Hence, this is the first topic to explore : let’s make the compiler work for us, check the validity of our code to the best of its abilities. To reach that goal, we will have to purposely leverage its capabilities, in effect help the compiler help us.

And let’s start with its first weapon, the type system.


  1. The problem I have here, asI do with a lot of web content is that this is re-inventing the wheel. There are already very very good 'safety' standards for coding, inC and C++. Take Misra C, Google's coding standards, various C++ 'best practices' from the Committee. Why are you creating even more, most likely narrower content. You would be better spent interpreting these various standards into something relevant to your topic of data compresion.

    1. MISRA C (and the SEI CERT C Standard) isn't a good fit for a lot of people.
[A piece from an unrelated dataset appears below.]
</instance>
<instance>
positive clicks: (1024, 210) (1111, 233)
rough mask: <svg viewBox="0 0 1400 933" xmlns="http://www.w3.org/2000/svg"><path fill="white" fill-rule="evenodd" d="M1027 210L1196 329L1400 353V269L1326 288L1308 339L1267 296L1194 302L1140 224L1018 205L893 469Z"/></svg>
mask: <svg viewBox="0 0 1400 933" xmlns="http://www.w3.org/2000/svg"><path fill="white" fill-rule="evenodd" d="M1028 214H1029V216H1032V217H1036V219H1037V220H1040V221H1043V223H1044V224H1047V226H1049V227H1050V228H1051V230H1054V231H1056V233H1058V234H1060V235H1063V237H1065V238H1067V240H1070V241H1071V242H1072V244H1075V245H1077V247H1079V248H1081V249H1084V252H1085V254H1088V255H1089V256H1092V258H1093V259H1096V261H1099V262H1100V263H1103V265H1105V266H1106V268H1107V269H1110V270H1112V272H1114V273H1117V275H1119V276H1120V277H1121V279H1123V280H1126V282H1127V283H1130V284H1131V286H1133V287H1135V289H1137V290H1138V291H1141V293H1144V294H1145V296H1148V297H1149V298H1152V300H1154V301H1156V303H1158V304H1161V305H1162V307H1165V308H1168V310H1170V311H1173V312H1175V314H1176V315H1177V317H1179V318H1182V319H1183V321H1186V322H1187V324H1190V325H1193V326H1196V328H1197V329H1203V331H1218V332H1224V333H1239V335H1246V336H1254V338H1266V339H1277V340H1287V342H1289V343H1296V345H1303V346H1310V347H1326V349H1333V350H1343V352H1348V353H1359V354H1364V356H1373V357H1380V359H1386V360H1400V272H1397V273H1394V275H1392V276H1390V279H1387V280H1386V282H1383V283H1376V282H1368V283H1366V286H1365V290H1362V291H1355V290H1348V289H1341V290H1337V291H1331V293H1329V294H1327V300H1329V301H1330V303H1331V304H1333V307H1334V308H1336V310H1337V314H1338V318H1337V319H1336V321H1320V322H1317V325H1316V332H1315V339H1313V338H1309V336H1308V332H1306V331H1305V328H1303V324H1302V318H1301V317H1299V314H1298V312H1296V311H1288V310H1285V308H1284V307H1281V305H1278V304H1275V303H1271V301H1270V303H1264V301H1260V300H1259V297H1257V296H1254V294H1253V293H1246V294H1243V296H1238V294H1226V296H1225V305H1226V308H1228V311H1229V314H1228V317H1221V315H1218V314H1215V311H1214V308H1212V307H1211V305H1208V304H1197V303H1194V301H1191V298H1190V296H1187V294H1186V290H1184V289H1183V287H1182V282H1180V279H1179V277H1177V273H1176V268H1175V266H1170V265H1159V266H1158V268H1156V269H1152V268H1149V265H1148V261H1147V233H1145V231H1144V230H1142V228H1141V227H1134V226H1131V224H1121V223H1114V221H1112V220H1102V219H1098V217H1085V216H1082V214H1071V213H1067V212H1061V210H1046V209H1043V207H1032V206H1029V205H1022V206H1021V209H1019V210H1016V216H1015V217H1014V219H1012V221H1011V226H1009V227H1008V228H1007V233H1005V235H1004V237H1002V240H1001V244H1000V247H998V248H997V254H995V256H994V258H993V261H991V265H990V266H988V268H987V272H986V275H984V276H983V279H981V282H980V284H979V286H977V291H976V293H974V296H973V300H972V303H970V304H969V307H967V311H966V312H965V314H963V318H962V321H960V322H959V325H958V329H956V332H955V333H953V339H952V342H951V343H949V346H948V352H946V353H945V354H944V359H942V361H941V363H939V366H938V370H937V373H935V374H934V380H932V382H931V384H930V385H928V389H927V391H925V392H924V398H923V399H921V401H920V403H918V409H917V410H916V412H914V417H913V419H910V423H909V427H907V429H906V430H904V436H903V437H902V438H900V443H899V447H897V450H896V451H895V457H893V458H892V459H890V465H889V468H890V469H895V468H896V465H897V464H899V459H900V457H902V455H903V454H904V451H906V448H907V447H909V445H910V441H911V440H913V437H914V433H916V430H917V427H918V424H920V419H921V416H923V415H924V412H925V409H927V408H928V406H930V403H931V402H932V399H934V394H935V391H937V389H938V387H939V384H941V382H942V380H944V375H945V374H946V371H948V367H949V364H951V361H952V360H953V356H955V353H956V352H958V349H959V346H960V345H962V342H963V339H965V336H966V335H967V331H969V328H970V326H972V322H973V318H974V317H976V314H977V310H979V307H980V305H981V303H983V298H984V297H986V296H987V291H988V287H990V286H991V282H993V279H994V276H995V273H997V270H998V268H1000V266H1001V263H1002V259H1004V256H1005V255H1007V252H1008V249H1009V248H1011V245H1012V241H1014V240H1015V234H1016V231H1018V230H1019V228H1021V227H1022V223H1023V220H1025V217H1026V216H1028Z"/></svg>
There are a lot of restrictions which don't make sense for many applications, and a lot of rules which are overly specific.

      It's also worth noting that MISRA isn't free, and a lot of people won't have access to it.
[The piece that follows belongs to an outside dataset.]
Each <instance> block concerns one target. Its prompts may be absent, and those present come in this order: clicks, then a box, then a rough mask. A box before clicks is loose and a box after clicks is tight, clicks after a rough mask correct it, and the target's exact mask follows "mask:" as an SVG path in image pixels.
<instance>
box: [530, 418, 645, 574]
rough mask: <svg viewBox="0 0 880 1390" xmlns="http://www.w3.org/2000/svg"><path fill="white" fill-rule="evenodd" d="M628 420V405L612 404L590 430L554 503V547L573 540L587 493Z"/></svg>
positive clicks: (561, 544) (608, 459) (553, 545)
      AFAIK Google's coding standards are about C++ not C, and writing secure C is *very* different from writing secure modern C++.

      It seems like what Yann is trying to do is provide some information on higher-level techniques which I'd classify more as tools than rules. I haven't seen very much of that.

      There are lots of places he can go with this that aren't even remotely covered by stuff like MISRA or CERT, and the first post (about using the type system) falls into that category.

  2. Languages are merely syntax and semantics, though colloquially people tend to mean the "ecosystem" that exists with those. In that later sense, a language can be specifically interpreted or compiled. In the former sense, however, a language is not compiled or interpreted it is merely a mathematical object.